Reflections on God's travel guide to my journey back home.

Friday, July 21, 2017

temptations

Just as there are wonderful benefits to following God, there are consequences for disobedience. The story of King Solomon tells me that.

This morning I read this, from 1 Kings 11:1-5: “King Solomon, however, loved many foreign women besides Pharaoh’s daughter—Moabites, Ammonites, Edomites, Sidonians and Hittites. They were from nations about which the Lord had told the Israelites, ‘You must not intermarry with them, because they will surely turn your hearts after their gods.’ Nevertheless, Solomon held fast to them in love. He had seven hundred wives of royal birth and three hundred concubines, and his wives led him astray. As Solomon grew old, his wives turned his heart after other gods, and his heart was not fully devoted to the Lord his God, as the heart of David his father had been. He followed Ashtoreth the goddess of the Sidonians, and Molek the detestable god of the Ammonites.”

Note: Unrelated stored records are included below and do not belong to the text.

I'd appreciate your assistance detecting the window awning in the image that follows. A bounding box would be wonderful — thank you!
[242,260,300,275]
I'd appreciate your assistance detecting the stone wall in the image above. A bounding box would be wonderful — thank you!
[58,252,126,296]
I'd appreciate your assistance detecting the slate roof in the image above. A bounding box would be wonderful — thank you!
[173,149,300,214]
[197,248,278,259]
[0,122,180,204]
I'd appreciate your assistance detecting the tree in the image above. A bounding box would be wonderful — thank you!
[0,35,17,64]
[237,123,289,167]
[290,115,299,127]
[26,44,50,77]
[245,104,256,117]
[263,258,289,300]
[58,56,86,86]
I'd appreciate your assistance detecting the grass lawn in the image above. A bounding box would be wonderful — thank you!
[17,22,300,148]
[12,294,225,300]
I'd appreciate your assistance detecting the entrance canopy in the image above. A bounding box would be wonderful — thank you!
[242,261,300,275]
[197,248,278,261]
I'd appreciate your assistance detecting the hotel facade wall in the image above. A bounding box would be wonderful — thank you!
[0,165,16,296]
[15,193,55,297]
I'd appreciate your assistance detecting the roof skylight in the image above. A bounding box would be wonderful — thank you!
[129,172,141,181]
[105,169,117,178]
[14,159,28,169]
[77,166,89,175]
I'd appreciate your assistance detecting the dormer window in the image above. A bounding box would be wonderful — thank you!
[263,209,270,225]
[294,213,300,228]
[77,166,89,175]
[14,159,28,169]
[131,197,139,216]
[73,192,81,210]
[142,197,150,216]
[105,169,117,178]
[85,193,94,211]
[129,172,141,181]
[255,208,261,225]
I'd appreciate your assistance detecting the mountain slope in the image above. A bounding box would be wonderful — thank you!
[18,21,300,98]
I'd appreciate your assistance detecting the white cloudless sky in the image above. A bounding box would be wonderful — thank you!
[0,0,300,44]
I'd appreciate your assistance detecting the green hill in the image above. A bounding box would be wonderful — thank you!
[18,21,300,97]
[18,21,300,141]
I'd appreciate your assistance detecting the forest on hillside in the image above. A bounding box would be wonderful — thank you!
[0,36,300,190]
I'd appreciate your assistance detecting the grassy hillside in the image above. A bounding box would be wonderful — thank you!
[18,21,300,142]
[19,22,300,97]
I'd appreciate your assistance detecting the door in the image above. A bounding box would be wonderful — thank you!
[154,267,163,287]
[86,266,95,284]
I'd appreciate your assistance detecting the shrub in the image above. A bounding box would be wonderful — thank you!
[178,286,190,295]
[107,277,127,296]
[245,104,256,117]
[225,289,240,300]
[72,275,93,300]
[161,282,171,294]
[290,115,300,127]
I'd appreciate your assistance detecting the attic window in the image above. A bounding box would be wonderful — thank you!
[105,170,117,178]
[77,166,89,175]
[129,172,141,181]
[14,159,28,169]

Solomon’s gluttonous appetite for women led him to disregard God’s will. As a result, God determined to end David’s dynasty after Solomon; no son of Solomon would sit on the throne.

God also raised up adversaries against Solomon. Hadad and Jeroboam, both with ties to and support from Egypt, attracted a following and contested with Solomon for leadership (isn’t it ironic that one of Solomon’s earliest mistakes was making a treaty with Egypt?)

Even wise Solomon, with his intimate relationship with God, was not immune to the temptations of this world. And even beloved Solomon, who please God with his desire to rule wisely, was not exempt from God’s requirements.

It’s a needed reminder to me that nothing that attracts me in this life is worth taking a single step away from God. The benefits of being faithful to God are so wonderful I can’t even understand them. As C.S. Lewis famously said, when I cling to my worldly pleasures I’m like a little boy who insists on making mud pies in the slum because I can’t fathom the wonders of a holiday by the sea.